Security Considerations deprecated

Note: The following information mainly refers to the use of the built-in authorization server. General security considerations related to OAuth 2.0 can be found here.


  • Granting access to external applications is a two-step process. Firstly the user needs to login via a special login screen. Secondly he must grant access to the application on a second screen. All requested permissions and details about the requesting application are shown to him.
  • On successful authentication a transient session is created. Some OAuth parameters are used as additional input for the cookie hashes. Therefore those sessions should not be usable outside the authorization context. After granting/denying access the session is terminated again. If the user closes the browser window instead, the session will continue to exist for approximately the configured short term lifetime. All subsequent requests after signing in verify the users session based on the provided session ID and secret cookie. If IP check is configured to happen, it will also take place.
  • Autologin as provided by some well-known OAuth service providers is not supported. A separate sign-in process is currently always necessary.
  • To exacerbate bypassing the authorization flow via the provided screens, a special token is generated on requesting the login screen and needs to be passed around with subsequent requests. Additionally the referer header of every request is checked to always reflect the expected former request.
  • We require the client application to send a state parameter along with the initial request.
  • The authorization code is valid for max. 10 minutes. Exchanging it always results in a refresh/access token pair.

Permissions / Limits

  • A user may grant access to at most 50 different clients.
  • A user may allow the generation of at most 10 refresh/access token pairs per application. Every further requests leads to a deletion of the oldest token pair.
  • An application may request access to every available scope. However the granted scope is always limited by the users permissions. If the client requests permissions the user doesn't have, the according scope token will be ignored. The finally granted scope is part of the token response.
  • It is possible to deny OAuth access at all for certain users via a config-cascade enabled property com.openexchange.oauth.provider.enabled.

Data Storage

  • OAuth clients are stored within the global DB. Their secrets are encrypted via a configurable static secret.
  • OAuth token pairs are stored within the user DB without any encryption.

API Access

  • A selected subset of the public HTTP API will be published under a separate path to support OAuth.
  • The Card- and CalDAV endpoints will be extended to support OAuth directly via the Bearer authentication scheme.
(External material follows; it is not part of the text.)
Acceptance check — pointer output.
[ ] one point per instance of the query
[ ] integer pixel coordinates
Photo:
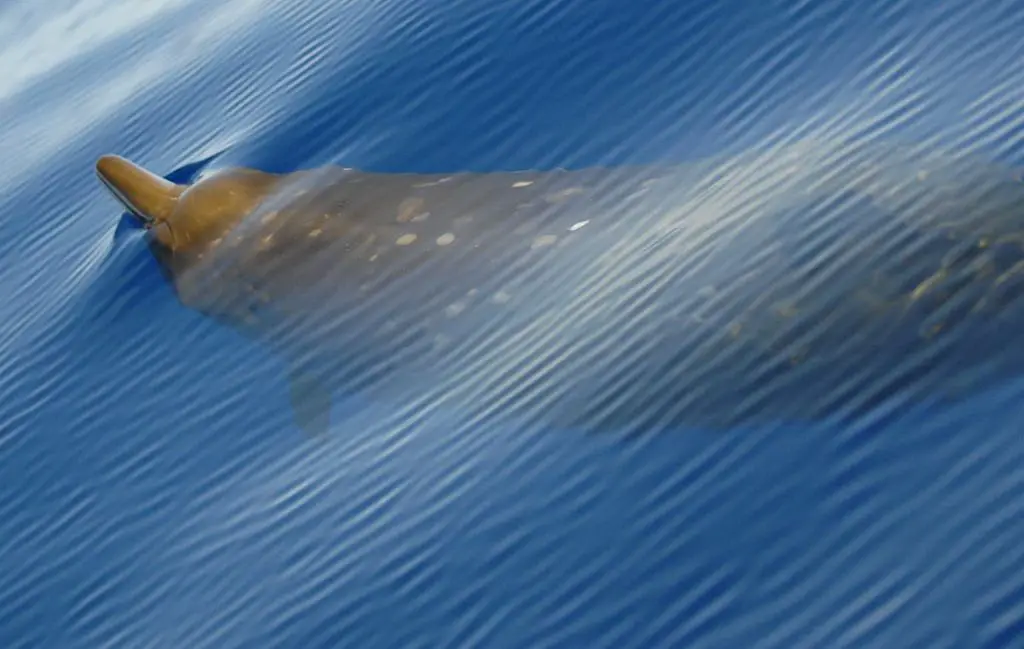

  • Every time a user grants access to an external application, a notification email is sent out to his primary mail address.
  • Refresh tokens don't expire but can be revoked by both, the user and the client application.
  • Authorization codes consist either of 64 random chars or have a length of 48 chars, where 16 chars consist of encoded user identifiers and 32 chars are random and based on 128bit Java UUIDs. The length is determined by the configured storage (hazelcast [default] or database).
  • Access tokens have a life time of 60 minutes. Every time the client requests a new one the according refresh token is also changed.
  • Access and refresh tokens have a length of 48 chars. 16 chars consist of encoded user identifiers, while 32 chars are random and based on 128bit Java UUIDs.
  • Client IDs consist of an encoded context group identifier and 256 partially random bits based on two Java UUIDs.
  • Client Secrets consist of 256 partially random bits based on two Java UUIDs.
  • Client redirect URIs must point to HTTPs endpoints unless the host is localhost, or [::1]. This is to ease client development.